Tablicę odsłonili żona pisarza Alicja Kapuścińska oraz Zdrojewski. Obecna była również córka pisarza.
W opinii ministra, Ryszard Kapuściński , wieloletni dziennikarz i korespondent PAP, to wzór niedościgły, fenomenalny, fantastyczny.
- Odsłaniając tę tablicę przekazujemy przesłanie wszystkim tym, którzy chcą być następcami wielkiego Ryszarda Kapuścińskiego - mówił szef resortu kultury.
Projekt tablicy wykonał prof. Antoni Janusz Pastwa, były dziekan Wydziału Rzeźby warszawskiej ASP.

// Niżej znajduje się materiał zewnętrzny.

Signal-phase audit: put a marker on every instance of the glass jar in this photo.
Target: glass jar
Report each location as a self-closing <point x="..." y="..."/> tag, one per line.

Alicja Kapuścińska powiedziała podczas poniedziałkowej uroczystości odsłonięcia tablicy pamiątkowej Ryszarda Kapuścińskiego na gmachu Polskiej Agencji Prasowej, że to właśnie trudna, ale pasjonująca praca w PAP przyczyniła się do powstania większości jego książek.
- Nazwisko Ryśka jest znane na świecie jako autora licznych książek przełożonych na wiele języków, uhonorowanego niezliczonymi nagrodami i wyróżnieniami. Korzenie jego sukcesu tkwią w jego talencie, rozległej wiedzy, a także w doświadczeniu uzyskanym w pracy dziennikarskiej. Musimy pamiętać, że największą część swego życia zawodowego Rysiek związał z Polską Agencją Prasową – powiedziała Alicja Kapuścińska.
Honorowy prezes Stowarzyszenia Dziennikarzy Polskich Stefan Bratkowski wspominał nie tylko swego przyjaciela, Ryszarda Kapuścińskiego , ale całą grupę korespondentów zagranicznych PAP, działających w latach 50. i 60.
- To była wspaniała grupa chłopaków. Myślę, że to od nich zaczynają się wielkie dni tej agencji, ponieważ to oni potrafili, mimo trudnych warunków, jakie stwarzał miniony ustrój, nadrabiać te trudności swoją zawodową klasą - powiedział Bratkowski.
- Istotą, sensem i cudownością naszego zawodu jest dowiadywanie się, ciekawość świata. I to dowiadywanie się było tym, co Rysiek najwyżej cenił w tym zawodzie, choć niejednokrotnie miał kłopoty ze swoimi zwierzchnikami, że za długo milczy - mówił Bratkowski.
Zaznaczył, że właśnie ciekawość świata, poznawanie nowego było największą pasją Ryszarda Kapuścińskiego i życzył wszystkim zebranym na uroczystości dziennikarzom, aby jak najczęściej doświadczali podobnego stanu ducha.
- Bo to największa frajda tego zawodu - dodał honorowy przewodniczący SDP.